How effective was the Red Scare? “It is difficult to map precisely how public policy was affected by the fact that influential left feminists of the 1930s and 1940s either were marginalized or felt so vulnerable to loyalty accusations that they eschewed positions that might be construed as anticapitalist” (p. 233). Storrs provides often painful descriptions of how these individuals responded to the public persecutions: some of them risked their employment and careers as they “challenged the loyalty program head-on … and succeeded in exposing some of the most egregious aspects of the loyalty program and bringing about reforms” (p. 194). Other defendants waffled, and still others—to the dismay of their longtime friends—adjusted their political views. She describes Leon and Mary Dublin Keyserling, “who are remembered as ‘Cold War liberals, who supported the Vietnam War and celebrated capitalism’s ability to eliminate poverty.’ Under the pressure of recurring investigations, both of them moderated their goals and language, and they elided radicalism from their autobiographical narratives” (p. 11).
One of the most poignant themes is this “eliding” of history by the participants themselves, since many of the individuals who suffered through the hearings consciously censored their memories or papers. In giving oral histories or providing drafts of memoirs, many of Storrs’ subjects “removed materials about the disloyalty charges,” and, by so doing, the attacks by the loyalty program against feminists and noncommunist leftists “were not confronted at the time and have not been recognized since” (p. 264).
Storrs emphasizes the disconnection between the intimidated radicals of the 1930s and the generation of New Left that developed in the 1960s. “But having downplayed their radicalism to salvage careers in the 1950s—or to protect spouses’ careers—leftist New Deal veterans found it hard to establish credibility with the young radicals of the 1960s” (p. 250).

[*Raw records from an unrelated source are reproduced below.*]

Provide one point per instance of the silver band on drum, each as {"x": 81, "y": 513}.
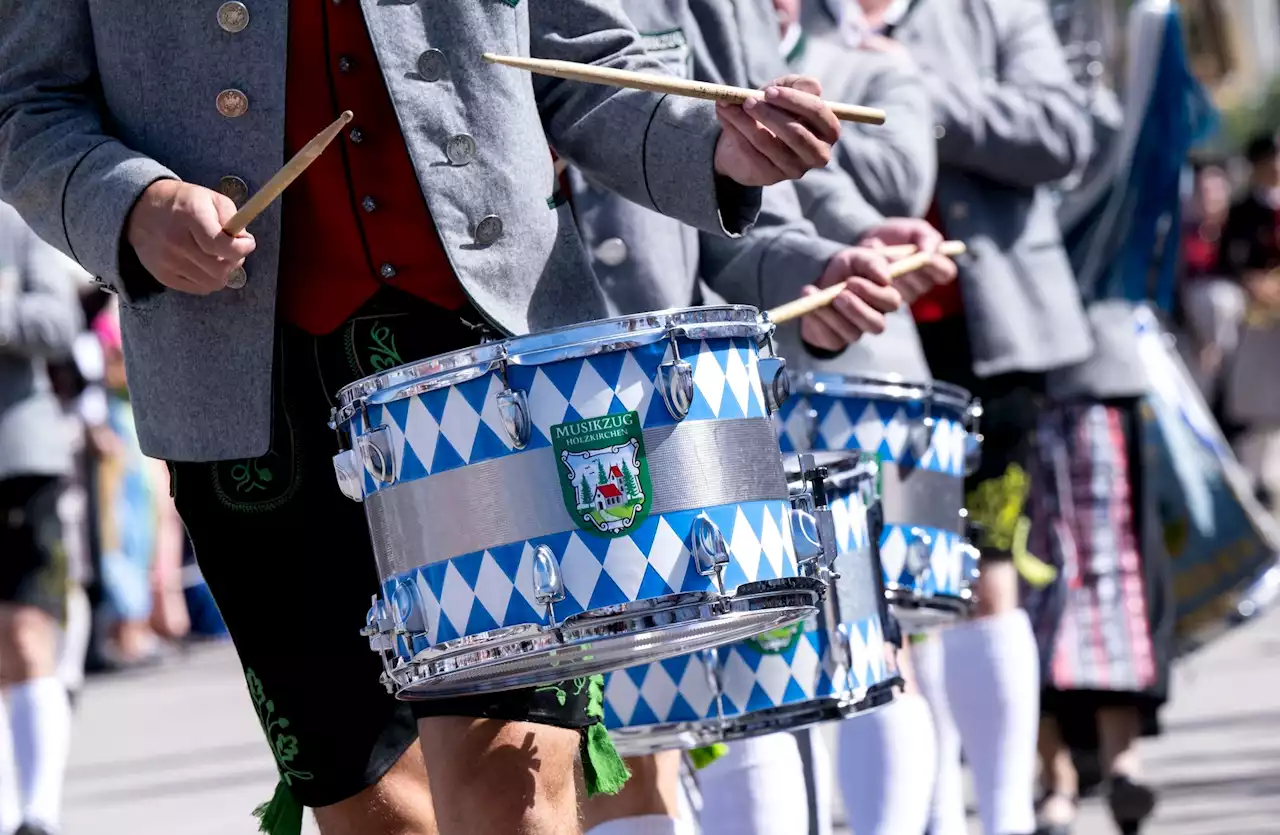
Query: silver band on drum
{"x": 922, "y": 498}
{"x": 439, "y": 518}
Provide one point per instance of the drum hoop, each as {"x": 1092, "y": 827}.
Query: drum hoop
{"x": 568, "y": 342}
{"x": 592, "y": 338}
{"x": 885, "y": 387}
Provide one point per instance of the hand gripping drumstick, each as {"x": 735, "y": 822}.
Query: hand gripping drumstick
{"x": 817, "y": 301}
{"x": 663, "y": 83}
{"x": 274, "y": 187}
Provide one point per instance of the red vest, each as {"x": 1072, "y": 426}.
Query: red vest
{"x": 356, "y": 220}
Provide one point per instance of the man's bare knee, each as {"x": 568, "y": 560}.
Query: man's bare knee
{"x": 397, "y": 804}
{"x": 28, "y": 639}
{"x": 492, "y": 776}
{"x": 652, "y": 790}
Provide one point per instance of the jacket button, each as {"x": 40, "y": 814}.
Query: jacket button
{"x": 233, "y": 17}
{"x": 233, "y": 187}
{"x": 432, "y": 64}
{"x": 461, "y": 149}
{"x": 612, "y": 252}
{"x": 489, "y": 229}
{"x": 232, "y": 104}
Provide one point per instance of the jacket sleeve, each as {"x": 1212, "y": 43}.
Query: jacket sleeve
{"x": 1027, "y": 127}
{"x": 656, "y": 150}
{"x": 68, "y": 178}
{"x": 40, "y": 311}
{"x": 894, "y": 165}
{"x": 769, "y": 265}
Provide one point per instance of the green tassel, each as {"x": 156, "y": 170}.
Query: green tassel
{"x": 282, "y": 815}
{"x": 703, "y": 757}
{"x": 602, "y": 766}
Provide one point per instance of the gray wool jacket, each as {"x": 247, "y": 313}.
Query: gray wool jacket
{"x": 831, "y": 206}
{"x": 1010, "y": 122}
{"x": 100, "y": 99}
{"x": 40, "y": 318}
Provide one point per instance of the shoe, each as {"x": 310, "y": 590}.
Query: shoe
{"x": 1132, "y": 803}
{"x": 1055, "y": 827}
{"x": 31, "y": 829}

If we don’t learn from history, we are fated to repeat it. As the whole controversy over “national security,” “leaks,” and “treason” plays out across our TV screens, this book is a terrific example of how these campaigns are conceived and carried out. Most importantly, this book describes the impact that the Red Scare has had upon the lives of targeted individuals. As Storrs concludes, “We could do worse than to recover the vision of some public servants who defined the pursuit of democracy and equality as the essence of Americanism” (p. 264).